Il gruppo di Mountain View sembra aver preso atto del problema, impegnandosi per una sua futura risoluzione. Lo dimostra il brevetto depositato nel giugno 2012 presso USPTO (United States Patent and Trademark Office), che fa riferimento a una tecnologia in grado di rilevare alcune particolari espressioni facciali utili proprio per sbloccare i dispositivi: aggrottare le ciglia, tirare fuori la lingua, sorridere aprendo la bocca, mostrare una ruga sulla fronte e muovere le sopracciglia. Dunque, se tra qualche tempo per strada noteremo qualcuno fare una smorfia al proprio smartphone, potremo pensare che si tratta solo di un modo per sbloccare il display.
Il software, dopo aver chiesto all’utente di cimentarsi in una di queste espressioni, cattura alcuni fotogrammi e li mette a confronto, identificando lo spostamento di punti come occhi, naso o labbra per capire se il comando è stato eseguito correttamente. Inoltre, per sgombrare il campo da qualsiasi ipotesi relativa alla scarsa sicurezza del sistema, il dispositivo può anche emettere un impulso luminoso di una tonalità ben precisa tramite il display, analizzando poi se questa corrisponde a quanto catturato dalla fotocamera frontale.

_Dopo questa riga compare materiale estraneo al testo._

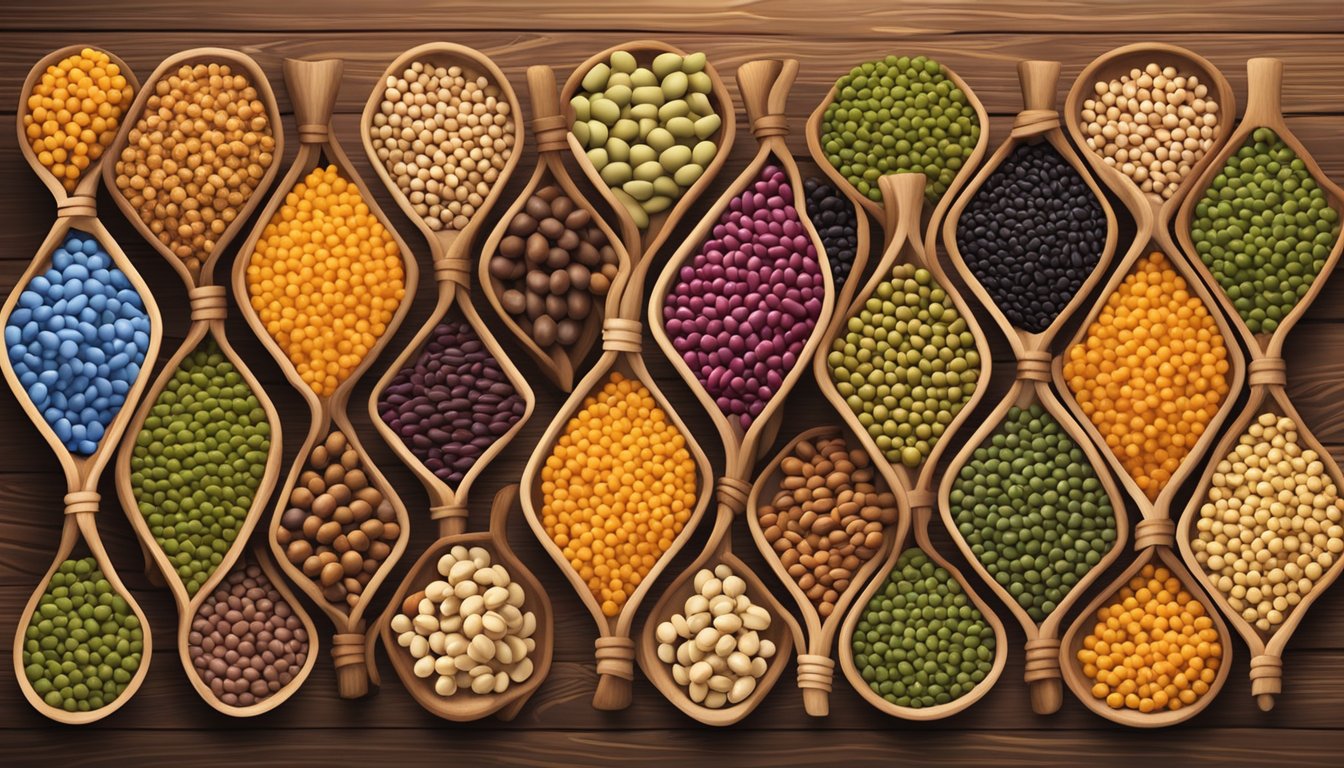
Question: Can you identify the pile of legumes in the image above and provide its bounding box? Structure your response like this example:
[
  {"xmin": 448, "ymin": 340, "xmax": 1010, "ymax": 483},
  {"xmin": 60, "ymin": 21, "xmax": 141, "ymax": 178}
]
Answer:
[
  {"xmin": 1189, "ymin": 128, "xmax": 1340, "ymax": 334},
  {"xmin": 276, "ymin": 432, "xmax": 402, "ymax": 608},
  {"xmin": 1078, "ymin": 564, "xmax": 1223, "ymax": 713},
  {"xmin": 542, "ymin": 373, "xmax": 696, "ymax": 616},
  {"xmin": 247, "ymin": 165, "xmax": 406, "ymax": 397},
  {"xmin": 827, "ymin": 264, "xmax": 980, "ymax": 467},
  {"xmin": 802, "ymin": 179, "xmax": 859, "ymax": 292},
  {"xmin": 957, "ymin": 141, "xmax": 1106, "ymax": 334},
  {"xmin": 187, "ymin": 564, "xmax": 309, "ymax": 706},
  {"xmin": 821, "ymin": 55, "xmax": 981, "ymax": 203},
  {"xmin": 656, "ymin": 564, "xmax": 775, "ymax": 709},
  {"xmin": 22, "ymin": 557, "xmax": 144, "ymax": 712},
  {"xmin": 392, "ymin": 546, "xmax": 536, "ymax": 697},
  {"xmin": 491, "ymin": 183, "xmax": 617, "ymax": 350},
  {"xmin": 757, "ymin": 437, "xmax": 898, "ymax": 617},
  {"xmin": 950, "ymin": 405, "xmax": 1117, "ymax": 621},
  {"xmin": 1079, "ymin": 63, "xmax": 1218, "ymax": 199},
  {"xmin": 23, "ymin": 48, "xmax": 134, "ymax": 192},
  {"xmin": 570, "ymin": 51, "xmax": 723, "ymax": 229},
  {"xmin": 1189, "ymin": 413, "xmax": 1344, "ymax": 632},
  {"xmin": 852, "ymin": 549, "xmax": 995, "ymax": 709},
  {"xmin": 663, "ymin": 164, "xmax": 825, "ymax": 429},
  {"xmin": 4, "ymin": 230, "xmax": 149, "ymax": 456},
  {"xmin": 130, "ymin": 336, "xmax": 270, "ymax": 594},
  {"xmin": 370, "ymin": 62, "xmax": 516, "ymax": 230},
  {"xmin": 114, "ymin": 62, "xmax": 277, "ymax": 278},
  {"xmin": 378, "ymin": 317, "xmax": 527, "ymax": 484},
  {"xmin": 1064, "ymin": 252, "xmax": 1230, "ymax": 500}
]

Tutto questo per sollevare l’utenza dalla fatica di inserire un PIN o digitare una sequenza segreta. La battaglia tra i protagonisti del panorama mobile, come ben noto, è decisa anche dai piccoli dettagli, con le funzionalità “di contorno” che spesso fanno la differenza tra un sistema operativo e l’altro. Google ne è consapevole e la proprietà intellettuale in questione lo dimostra.